Cecil Leach

Personal information
- Full name: Cecil Leach
- Born: 29 November 1894 Littleborough, Lancashire, England
- Died: 4 January 1973 (aged 78) Nailsea, Somerset, England
- Role: Batsman

Domestic team information
- 1923–1924: Lancashire
- 1924–1928: Somerset
- FC debut: 30 June 1923 Lancashire v Middlesex
- Last FC: 15 June 1928 Somerset v Glamorgan

Career statistics
| Competition | First-class |
| Matches | 20 |
| Runs scored | 250 |
| Batting average | 8.92 |
| 100s/50s | 0/1 |
| Top score | 79 |
| Balls bowled | 120 |
| Wickets | 1 |
| Bowling average | 87.00 |
| 5 wickets in innings | 0 |
| 10 wickets in match | 0 |
| Best bowling | 1/62 |
| Catches/stumpings | 5/– |
- Source: CricketArchive, 29 November 2010

= Cecil Leach =

English cricketer

Cecil Leach (29 November 1894 - 4 January 1973) played first-class cricket for Lancashire and Somerset between 1923 and 1928. He was born at Littleborough, Lancashire and died at Nailsea, Somerset. Leach's true identity was discovered in the research for a 2017 book; previously this cricketer had been equated with a different person, Edward Leach Cecil Leach, born 28 November 1896 at Featherstall, Oldham, and as of January 2018 cricket websites retain this conflation.

Leach was a professional middle-order or opening batsman and an occasional bowler. It is not known whether he was right- or left-handed. He played regularly for Lancashire's second eleven in the Minor Counties from 1921, enjoying little success until a match against Northumberland in June 1923, when he made 65 and an unbeaten 40, both innings being higher than any he had achieved in more than a dozen matches before. These innings put him into the Lancashire first team and in his first first-class match, against Middlesex at Old Trafford, he made 79 and was the top-scorer in a Lancashire first innings of 385 which effectively won the match. Leach retained his place in the Lancashire team for much of the rest of the 1923 summer, but enjoyed no further success: in 12 other innings, he made only 66 runs in all.

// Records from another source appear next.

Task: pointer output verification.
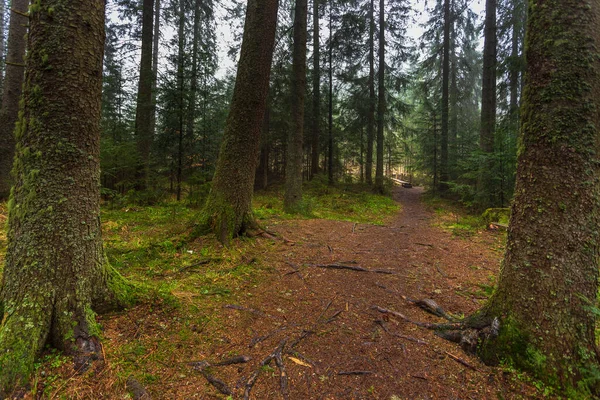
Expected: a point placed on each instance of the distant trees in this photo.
(548, 286)
(56, 276)
(11, 94)
(143, 114)
(294, 165)
(227, 211)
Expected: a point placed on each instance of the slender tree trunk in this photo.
(444, 177)
(549, 280)
(192, 98)
(381, 100)
(144, 109)
(11, 94)
(316, 133)
(371, 83)
(488, 107)
(228, 208)
(56, 273)
(180, 72)
(2, 49)
(453, 100)
(293, 174)
(330, 157)
(155, 46)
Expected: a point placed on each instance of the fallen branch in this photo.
(242, 308)
(273, 356)
(136, 390)
(217, 383)
(356, 373)
(461, 361)
(352, 268)
(410, 338)
(456, 326)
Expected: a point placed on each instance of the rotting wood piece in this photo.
(275, 355)
(352, 268)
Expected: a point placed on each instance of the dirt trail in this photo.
(335, 346)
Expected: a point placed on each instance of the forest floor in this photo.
(267, 309)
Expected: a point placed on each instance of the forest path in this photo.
(335, 346)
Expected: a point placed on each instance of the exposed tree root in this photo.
(275, 355)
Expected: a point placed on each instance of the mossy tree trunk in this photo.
(145, 109)
(380, 100)
(316, 129)
(371, 83)
(444, 173)
(13, 82)
(486, 188)
(228, 207)
(55, 272)
(549, 277)
(293, 167)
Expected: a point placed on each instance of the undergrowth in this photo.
(188, 283)
(343, 202)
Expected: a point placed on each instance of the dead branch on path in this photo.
(398, 335)
(352, 268)
(461, 361)
(275, 355)
(217, 383)
(356, 373)
(454, 326)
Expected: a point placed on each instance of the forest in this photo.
(265, 199)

In 1924, Leach played only once for Lancashire in mid-season, again without success, and he moved to Somerset as a professional with Long Ashton Cricket Club, which explains why he then unusually appeared for Somerset in an end-of-season match against the South Africans, in which he made 13 and 0. Not qualified for Somerset to play County Championship matches, he played only once in each of the 1925 and 1926 seasons, and not at all in 1927, when he had broken his arm in a fall at his employer, the Ashton Gate Brewery. But in 1928, he was finally qualified to play and he was picked in five early-season matches; but he was not a success and his highest score was just 27, made in the match against Nottinghamshire. Finally dropped mid-season, he did not appear again in first-class cricket, though he remained in Somerset and continued to play club cricket for Long Ashton.